Bırakın, herkes kendi aklıyla, özgür iradesiyle nasıl bir yol izleyeceğine karar
versin.
UB – Bize ortalama bir gününüzden bahsedebilir misiniz? Gün
Zileli ne yapar, nerelere takılır, boş zamanlarında ne yapar?
GZ – Sabah kalkıp, kedilerimizi besler, köpeklerimizle
yürüyüşe çıkarım. Sonra internetle oyalanırım biraz. Eğer yazdığım bir kitap
varsa o günkü iki sayfalık bölümü yazarım. Sonra geçim için yaptığım çeviriye
geçerim. Böylece öğleyi bulurum. Yemekten sonra okumaya çekilirim. Akşam yine
köpeklerimizi gezdirdikten sonra internetten haberleri izler ve okumaya
çekilirim. Gece on civarında yatarım. Çünkü sabah yedide kalkıyorum. “Boş
zaman” diye bir şey yoktur, insanların kendine ayırdığı zaman vardır. Bence en
boş zaman geçimini sağlamak için boşuna harcanan zamandır.
UB – Şu an evli misiniz? Ben daha evvel iki evlilik
yaptığınızı hatırlıyorum, yanlış mı hatırlıyorum?
GZ – Üçü ülke dışında olmak üzere altı kez evlendim. Yedi
yıldır Ceren Cevahir Gündoğan’la evliyiz. Kendisi, 34 yaşında, tiyatrocu ve
yazardır. Dört köpeğimiz ve on kadar kedimizle birlikte Kınalıada’da yaşıyoruz.
Herkese sevgilerini yolluyorlar. Bu söyleşi iyi bir zamana denk geldi. Yarın
doğum günüm. 72 yaşıma giriyorum.
UB – Doğum gününüz şimdiden kutlu olsun. Uzun ömür diliyorum.
Bu arada bu kadar çok evlilik yaptığınızı bilmiyordum. Bayanlarla ilişki
kurmakta bir sıkıntı yaşamadığınız anlaşılıyor. Peki evlendiğiniz her bayana
geçmişte yaptığınız evlilik sayısını hep söylediniz mi yoksa bundan ürküp sizi
kabul etmezler diye sakladığınız oldu mu?

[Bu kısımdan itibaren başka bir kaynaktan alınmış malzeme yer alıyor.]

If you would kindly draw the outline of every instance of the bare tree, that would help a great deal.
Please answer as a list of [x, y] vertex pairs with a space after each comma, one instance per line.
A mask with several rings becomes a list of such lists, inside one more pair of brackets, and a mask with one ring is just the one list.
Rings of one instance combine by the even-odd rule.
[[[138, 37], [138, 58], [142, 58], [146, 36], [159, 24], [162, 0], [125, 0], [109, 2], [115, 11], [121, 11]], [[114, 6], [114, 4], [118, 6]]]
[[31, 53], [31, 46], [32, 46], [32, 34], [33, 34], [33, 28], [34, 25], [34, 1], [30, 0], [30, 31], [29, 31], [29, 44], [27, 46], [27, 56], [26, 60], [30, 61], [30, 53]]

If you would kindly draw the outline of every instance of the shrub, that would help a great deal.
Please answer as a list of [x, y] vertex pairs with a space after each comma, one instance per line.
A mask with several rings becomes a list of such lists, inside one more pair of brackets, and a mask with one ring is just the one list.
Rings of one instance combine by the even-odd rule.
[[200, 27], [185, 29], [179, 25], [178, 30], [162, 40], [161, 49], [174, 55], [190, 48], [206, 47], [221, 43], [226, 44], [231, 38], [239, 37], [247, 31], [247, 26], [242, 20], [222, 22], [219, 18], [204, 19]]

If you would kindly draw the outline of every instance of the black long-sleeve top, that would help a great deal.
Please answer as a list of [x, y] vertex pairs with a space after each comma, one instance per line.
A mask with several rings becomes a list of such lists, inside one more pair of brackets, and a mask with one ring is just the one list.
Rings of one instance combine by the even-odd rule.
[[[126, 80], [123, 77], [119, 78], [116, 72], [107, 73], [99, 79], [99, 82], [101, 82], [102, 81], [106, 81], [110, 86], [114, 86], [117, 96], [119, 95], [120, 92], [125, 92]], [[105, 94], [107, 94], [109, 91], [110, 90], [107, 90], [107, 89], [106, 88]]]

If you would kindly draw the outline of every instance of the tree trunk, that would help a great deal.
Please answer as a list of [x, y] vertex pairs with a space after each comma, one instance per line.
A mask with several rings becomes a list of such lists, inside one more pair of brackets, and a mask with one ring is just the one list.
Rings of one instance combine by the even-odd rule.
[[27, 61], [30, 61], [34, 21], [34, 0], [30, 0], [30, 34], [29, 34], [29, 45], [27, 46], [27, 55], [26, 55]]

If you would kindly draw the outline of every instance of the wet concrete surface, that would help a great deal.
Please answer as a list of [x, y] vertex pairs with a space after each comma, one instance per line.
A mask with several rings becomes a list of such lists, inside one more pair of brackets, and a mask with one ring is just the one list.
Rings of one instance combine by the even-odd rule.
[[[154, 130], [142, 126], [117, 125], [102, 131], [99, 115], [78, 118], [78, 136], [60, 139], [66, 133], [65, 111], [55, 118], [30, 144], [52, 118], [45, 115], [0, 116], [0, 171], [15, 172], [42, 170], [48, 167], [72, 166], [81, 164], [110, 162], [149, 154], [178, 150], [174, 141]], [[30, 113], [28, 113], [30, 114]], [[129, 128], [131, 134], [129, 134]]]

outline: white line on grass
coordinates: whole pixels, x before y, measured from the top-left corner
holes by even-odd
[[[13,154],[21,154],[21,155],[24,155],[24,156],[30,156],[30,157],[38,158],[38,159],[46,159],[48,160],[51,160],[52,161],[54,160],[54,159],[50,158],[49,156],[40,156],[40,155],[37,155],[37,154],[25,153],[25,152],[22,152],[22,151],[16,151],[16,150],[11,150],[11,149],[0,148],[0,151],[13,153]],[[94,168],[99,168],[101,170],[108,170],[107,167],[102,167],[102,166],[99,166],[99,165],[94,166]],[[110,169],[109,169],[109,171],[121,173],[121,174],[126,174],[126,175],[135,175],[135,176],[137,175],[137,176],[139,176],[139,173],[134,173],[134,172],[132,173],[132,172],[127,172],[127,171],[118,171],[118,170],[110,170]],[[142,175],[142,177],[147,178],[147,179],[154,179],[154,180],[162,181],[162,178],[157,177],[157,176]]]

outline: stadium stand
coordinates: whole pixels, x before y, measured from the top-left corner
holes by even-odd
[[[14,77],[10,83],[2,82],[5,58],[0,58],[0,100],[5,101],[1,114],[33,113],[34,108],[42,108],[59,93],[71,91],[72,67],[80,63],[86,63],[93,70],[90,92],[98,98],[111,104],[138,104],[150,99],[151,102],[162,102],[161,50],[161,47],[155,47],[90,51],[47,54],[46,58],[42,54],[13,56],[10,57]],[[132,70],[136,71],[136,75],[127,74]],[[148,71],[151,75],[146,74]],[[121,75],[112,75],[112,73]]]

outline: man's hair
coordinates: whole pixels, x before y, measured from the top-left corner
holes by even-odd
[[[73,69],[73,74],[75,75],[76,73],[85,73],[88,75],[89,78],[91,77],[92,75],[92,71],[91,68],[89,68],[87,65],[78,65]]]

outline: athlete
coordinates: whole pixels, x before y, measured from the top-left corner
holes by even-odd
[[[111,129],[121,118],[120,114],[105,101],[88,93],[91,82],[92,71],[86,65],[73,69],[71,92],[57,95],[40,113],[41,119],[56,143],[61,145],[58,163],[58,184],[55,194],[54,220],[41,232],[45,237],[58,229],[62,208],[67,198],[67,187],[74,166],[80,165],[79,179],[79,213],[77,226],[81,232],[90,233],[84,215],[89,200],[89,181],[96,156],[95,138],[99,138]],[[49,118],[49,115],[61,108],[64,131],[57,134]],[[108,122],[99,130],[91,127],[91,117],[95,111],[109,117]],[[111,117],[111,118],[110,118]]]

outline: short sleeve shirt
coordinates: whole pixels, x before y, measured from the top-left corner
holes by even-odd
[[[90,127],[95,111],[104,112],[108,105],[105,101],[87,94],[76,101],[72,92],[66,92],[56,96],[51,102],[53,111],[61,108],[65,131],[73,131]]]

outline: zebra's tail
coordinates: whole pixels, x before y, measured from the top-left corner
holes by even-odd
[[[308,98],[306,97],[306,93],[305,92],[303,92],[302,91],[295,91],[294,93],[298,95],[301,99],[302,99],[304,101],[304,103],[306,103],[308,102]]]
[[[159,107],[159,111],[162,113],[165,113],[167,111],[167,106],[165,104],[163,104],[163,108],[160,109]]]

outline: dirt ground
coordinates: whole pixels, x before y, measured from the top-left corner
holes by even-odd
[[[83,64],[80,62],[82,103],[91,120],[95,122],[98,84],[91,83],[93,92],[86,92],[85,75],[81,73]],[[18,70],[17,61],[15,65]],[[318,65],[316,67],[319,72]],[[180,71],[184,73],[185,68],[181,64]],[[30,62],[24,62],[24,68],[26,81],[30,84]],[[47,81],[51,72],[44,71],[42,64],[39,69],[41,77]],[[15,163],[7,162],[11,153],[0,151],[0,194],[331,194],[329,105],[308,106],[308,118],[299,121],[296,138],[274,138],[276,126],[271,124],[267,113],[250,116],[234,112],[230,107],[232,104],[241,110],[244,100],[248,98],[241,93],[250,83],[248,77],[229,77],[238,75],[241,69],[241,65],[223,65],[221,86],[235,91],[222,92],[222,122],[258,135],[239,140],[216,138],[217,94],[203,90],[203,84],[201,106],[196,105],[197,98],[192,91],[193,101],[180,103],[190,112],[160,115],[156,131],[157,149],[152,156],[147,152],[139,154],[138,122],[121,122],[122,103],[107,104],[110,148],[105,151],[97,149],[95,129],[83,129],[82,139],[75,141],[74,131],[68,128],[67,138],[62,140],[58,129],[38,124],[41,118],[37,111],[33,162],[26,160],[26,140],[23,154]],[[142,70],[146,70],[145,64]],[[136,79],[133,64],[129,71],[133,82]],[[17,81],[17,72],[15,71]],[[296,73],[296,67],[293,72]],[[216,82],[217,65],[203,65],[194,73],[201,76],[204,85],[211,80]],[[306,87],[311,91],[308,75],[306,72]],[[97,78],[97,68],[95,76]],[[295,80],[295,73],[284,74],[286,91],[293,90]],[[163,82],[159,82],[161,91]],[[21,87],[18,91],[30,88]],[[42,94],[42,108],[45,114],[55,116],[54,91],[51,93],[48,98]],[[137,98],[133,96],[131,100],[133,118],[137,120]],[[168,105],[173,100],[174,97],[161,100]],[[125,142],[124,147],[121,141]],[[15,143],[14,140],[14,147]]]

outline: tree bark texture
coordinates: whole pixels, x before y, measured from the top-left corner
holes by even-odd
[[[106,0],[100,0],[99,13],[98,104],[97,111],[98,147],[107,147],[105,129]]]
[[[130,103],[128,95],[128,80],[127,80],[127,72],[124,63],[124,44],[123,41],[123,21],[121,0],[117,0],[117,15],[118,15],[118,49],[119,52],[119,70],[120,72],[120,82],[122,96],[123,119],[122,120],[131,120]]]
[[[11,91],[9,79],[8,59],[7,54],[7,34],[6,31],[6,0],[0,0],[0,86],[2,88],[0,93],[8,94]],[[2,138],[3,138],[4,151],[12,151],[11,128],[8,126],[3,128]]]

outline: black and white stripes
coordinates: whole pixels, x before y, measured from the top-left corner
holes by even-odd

GZ – Öncelikle şu “bayan” sözcüğünü kaldıralım ortadan.
Nasıl erkek cinsinden “bay” veya “baylar” diye söz etmiyorsak, gereksiz bir
“kibarlıkla” kadınlara “bayan” demek de yanlıştır ve bu “kibarlığın” altında
kadınları ikinci sınıf gören gizli bir alt metin vardır. Halk, “kadın” derse
sanki ayıp bir şeyden söz edecekmiş gibi hissedip bu sözcüğe cankurtaran gibi
sarılmıştır.
Evlendiğim kadın arkadaşlardan geçmişteki evliliklerimi
saklamak aklımın köşesinden bile geçmedi. Zaten geçmesi de saçma olurdu.
Kadınlardan ürkmek yerine onları sevmek ve duygularını anlamaya çalışmak çok
daha doğru bir davranış olur.
UB – Cezaevlerinde kaldınız, yıllarca gizli yaşadınız, yurt
dışına çıkmak zorunda kaldınız. Epey bir sıkıntı yaşamış insansınız. Ve tüm
bunlara, sosyalist bir dünya kurmak uğruna katlandınız. Sonra, ilerleyen
yıllarda sosyalizmin değil de Anarşizm’in çözüm olduğunu düşündünüz. Bu durumda
verdiğiniz o çabalar, katlandığız o sıkıntılar aklınıza geldiğinde sizde bir
pişmanlık duygusu yaratmıyor mu? Ve bu soruya bağlı olarak da, “Gün Zileli’nin
gençlere son olarak tavsiyesi edeceği şeyler nelerdir?” diye sormak istiyorum…
GZ – Anarşizmle sosyalizm arasında Çin Seddi yoktur. Örneğin
Kropotkin, anarko-komünisttir. Kısacası, anarşizmin devletsiz sosyalizm olduğu
da söylenebilir. Bu bağlamda, geçmiş mücadelelerin hiçbiri boşa gitmez.
Toplumsal mücadelede pişmanlık hoş bir şey değildir. Nasıl ki, yaşanan
deneylerden ders çıkartmamak, hataların üzerine gitmemek hoş bir şey değilse.
Gençlere söyleyeceğim tek şey, vicdanlarını ve akıllarını hiçbir zaman bir
kenara koymamalarıdır.
UB – Gün Bey, bize vakit ayırdınız. Çok çok teşekkür ederim
bu dobra dobra sohbet için. İyi ki varsınız, iyi ki sizi tanımışım.